Weißmehlprodukte schnellen rasch ins Blut, wohingegen Getreideprodukte mit einem hohen Ballaststoffgehalt einen langsamen und gleichmäßigen Blutzuckeranstieg gewährleisten. Wählen Sie als gekochte Beilage in etwa eine Hand voll Getreideprodukt bzw. 1-2 Scheiben Vollkornbrot. Besonders eignen sich Haferflocken, Rollgerste, Zartweizen, Dinkelreis, Bulgur, Naturreis, Vollkornteigwaren und Ähnliches.

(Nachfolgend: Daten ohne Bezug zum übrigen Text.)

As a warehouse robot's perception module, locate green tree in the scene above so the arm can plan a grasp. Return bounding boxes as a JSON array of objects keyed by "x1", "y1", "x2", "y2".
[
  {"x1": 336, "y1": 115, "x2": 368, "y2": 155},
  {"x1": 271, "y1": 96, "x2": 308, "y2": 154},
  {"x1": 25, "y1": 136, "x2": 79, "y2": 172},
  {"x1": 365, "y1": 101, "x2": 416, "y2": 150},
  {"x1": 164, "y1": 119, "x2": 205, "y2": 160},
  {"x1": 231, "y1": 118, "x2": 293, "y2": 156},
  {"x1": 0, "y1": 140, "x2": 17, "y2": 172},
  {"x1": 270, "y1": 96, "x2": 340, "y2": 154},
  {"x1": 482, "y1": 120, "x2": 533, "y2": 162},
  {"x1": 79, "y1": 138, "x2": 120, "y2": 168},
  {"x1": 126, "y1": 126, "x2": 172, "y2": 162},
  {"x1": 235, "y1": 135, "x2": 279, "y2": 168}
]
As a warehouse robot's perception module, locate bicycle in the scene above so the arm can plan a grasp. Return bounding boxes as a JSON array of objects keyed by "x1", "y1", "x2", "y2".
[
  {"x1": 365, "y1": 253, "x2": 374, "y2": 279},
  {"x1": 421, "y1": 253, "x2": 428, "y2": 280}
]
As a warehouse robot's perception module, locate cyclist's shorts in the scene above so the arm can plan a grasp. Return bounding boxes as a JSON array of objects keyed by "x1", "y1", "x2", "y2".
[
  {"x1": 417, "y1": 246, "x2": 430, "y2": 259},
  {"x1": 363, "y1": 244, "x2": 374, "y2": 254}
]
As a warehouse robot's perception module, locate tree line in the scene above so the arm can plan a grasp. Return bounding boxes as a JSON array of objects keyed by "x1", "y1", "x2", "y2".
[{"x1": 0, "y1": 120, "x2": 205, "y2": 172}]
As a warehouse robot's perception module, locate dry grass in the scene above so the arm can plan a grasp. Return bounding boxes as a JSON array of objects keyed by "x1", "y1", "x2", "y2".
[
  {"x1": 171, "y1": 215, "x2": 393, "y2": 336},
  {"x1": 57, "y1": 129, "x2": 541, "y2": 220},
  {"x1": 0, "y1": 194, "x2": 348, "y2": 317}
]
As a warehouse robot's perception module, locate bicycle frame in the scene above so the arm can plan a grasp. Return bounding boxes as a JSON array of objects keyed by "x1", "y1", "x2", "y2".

„Zuckerquellen“, die den Blutzucker rasch ansteigen lassen, vermeiden

 

Zucker in Flüssigkeiten (zB.: Limonaden, Fruchtsäfte, gezuckerter Tee und Kaffee) ist besonders ungünstig, da der Zucker „ungebremst“ vom Körper aufgenommen wird. Zucker in „verpackter“ Form (zB.: in Kuchen oder Mehlspeisen) können bei einer guten Blutzuckereinstellung selten und in kleinen Mengen genossen werden.

SÜSSEN mit SÜSSSTOFFEN

 

Künstliche Süßstoffe stellen für DiabetikerInnen eine Alternative zu Zucker dar. Fällt es schwer auf gesüßte Getränke zu verzichten, können zuckerfreie Limonade mit künstlichen Süßstoffen hin und wieder diesen Gusto stillen. Auch zum Süßen von Tee und Kaffee können Süßstofftabletten genutzt werden.

Zuckeraustauschstoffe wie Xylit, Sorbit, Mannit oder Fruktose sind kein günstiger Zuckerersatz. Erythrit und Stevia können bei Bedarf Zucker teilweise ersetzen.

Generell ist es empfehlenswert sich langfristig an weniger süßen Geschmack zu gewöhnen und auch bei Zuckerersatzstoffen mit geringen Mengen auszukommen.

Spezialprodukte für DiabetikerInnen

 

Spezielle Diabetikerprodukte bringen meist keinen Vorteil. Diabetikerschokolade, Diabetikerkekse, Diabetikerkuchen enthalten meist viel Fett und sind häufig mit Fruchtzucker gesüßt, der den Blutzucker auch ansteigen lässt und eine ungünstige Stoffwechselwirkung hat.

Fett – Qualität vor Menge

 

Fett ist ein lebensnotwendiger Nährstoff, der jedoch gleichzeitig sehr energiereich ist. Wir nehmen durchschnittlich doppelt so viel Fett zu uns wie der Körper benötigt. Fettarm essen ist meistens ein wichtiger Schritt, um Gewicht zu reduzieren.

 

Verwenden Sie zum Kochen hochwertige Pflanzenöle (Rapsöl, Olivenöl) und gehen Sie mit Streichfett sparsam um. Vor allem bei tierischen Produkten sollte man fettarmen Sorten den Vorzug geben. Das betrifft vor allem Fleisch, Wurst, Milchprodukte und Käse.

1 – 2 Fischmahlzeiten pro Woche sollten eine Portion „fetten“ Fisch enthalten. Die Omega-3-Fettsäuren in Lachs, Hering, Sardinen, Saibling und Forelle schützen das Herz-Kreislauf-System.

Eine kleine Hand voll Nüsse pro Tag (v.a. Walnüsse, Mandeln, Haselnüsse) sind für DiabetikerInnen empfohlen.

Werden Sie Ihr eigener Diabetes-Manager

 

Rund 600.000 Menschen (8-9%  der Bevölkerung) leben in  Österreich derzeit mit der Diagnose Diabetes Typ 2. Durch die Behandlung des Diabetes verbessert sich das Wohlbefinden und  Komplikationen lassen sich langfristig verhindern.

Eine ausgewogene Ernährung, ein maßgeschneidertes Bewegungsprogramm, eine gute medikamentöse Einstellung durch den Arzt, Selbstkontrollen des Blutzuckers und der regelmäßige Besuch von Diabetesschulungen gehören zum Selbstmanagement bei Diabetes mellitus.